SolitaryWalker
Tenured roisterer
- Joined
- Apr 23, 2007
- Messages
- 3,504
- MBTI Type
- INTP
- Enneagram
- 5w6
- Instinctual Variant
- so/sx
Are you equating true compassion with Fi? Isn't there some potential danger in ascribing specific moral traits with personality functions? Fi is most certain of the internal structure of emotion and values, and can therefore be more likely to respond to external emotional scenarios with judgment, projection, and bias. It can be compassionate certainly, but i don't see how its compassionate ideal transcends any other. Its intensely subjective quality places it at risk for distorted perceptions. Inaccurate empathy can lead to sincere, but flawed compassion. Fi is just as capable of killing with kindness as any function, if not moreso. Si has some of these same preconceived notions about right and wrong. Put Si and Fi together as dominant and tertiary functions and you can have a highly motivated compassion, but one that can have very little to do with the individual or situation at hand. That's when you hope the Si-Fi or Fi-Si internal framework is in agreement with most needs in general, because it can have a great trouble adapting to new or divergent needs and scenarios with any kind of accurate empathy.

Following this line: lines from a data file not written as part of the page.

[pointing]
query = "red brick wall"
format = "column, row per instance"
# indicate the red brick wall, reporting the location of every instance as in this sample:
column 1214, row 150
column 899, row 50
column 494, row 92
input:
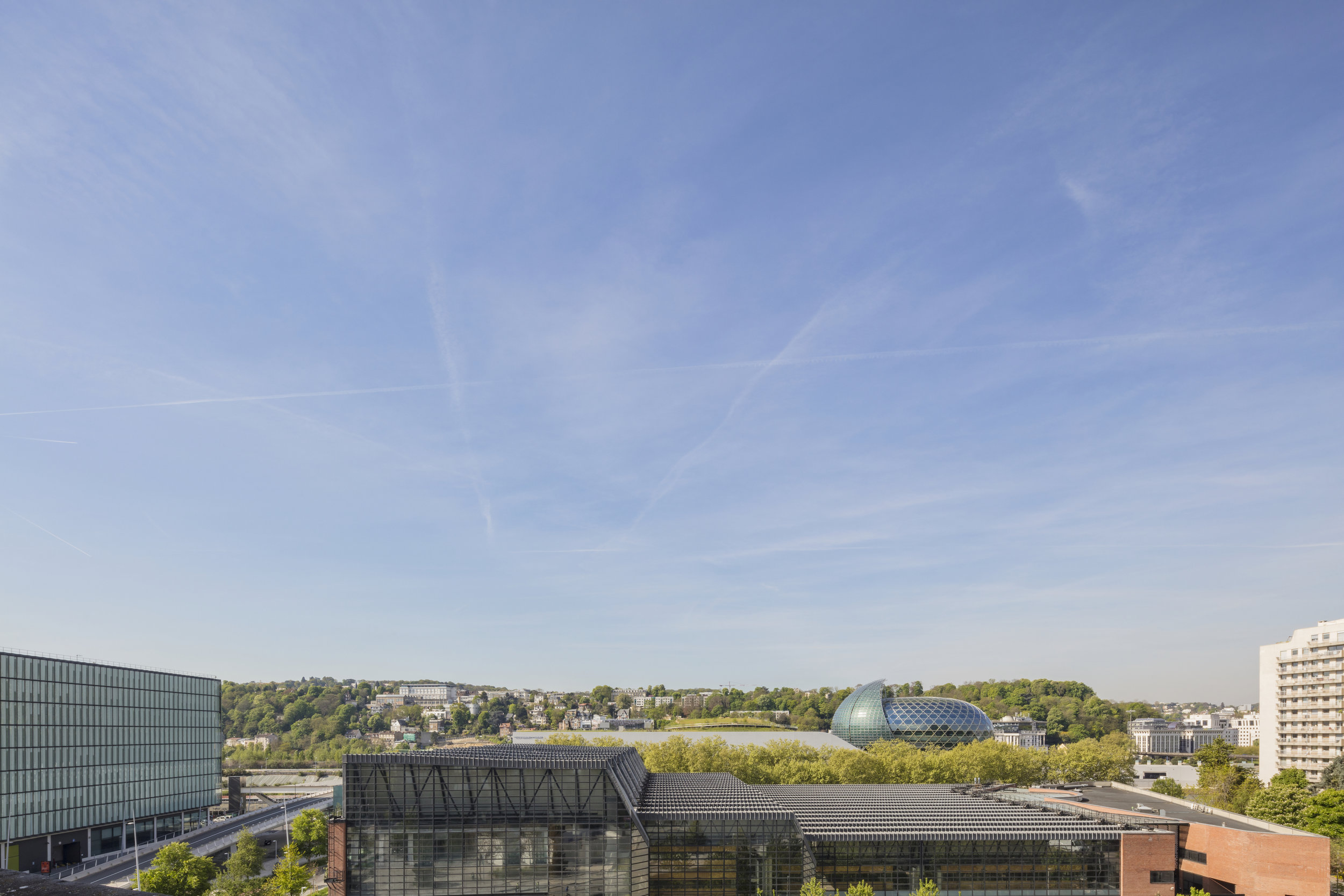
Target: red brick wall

I am talking about the Feeling oriented higher/inner purpose. This is only possible with Fi, not Fe. There were no entailments of personal values to this statement, so none of what you mentioned applies.
Such Fi behavior as you describe tends to stem from a lack of a higher purpose, this leads to self-apotheosis. A parallel could be drawn to a Ti not having found a higher purpose.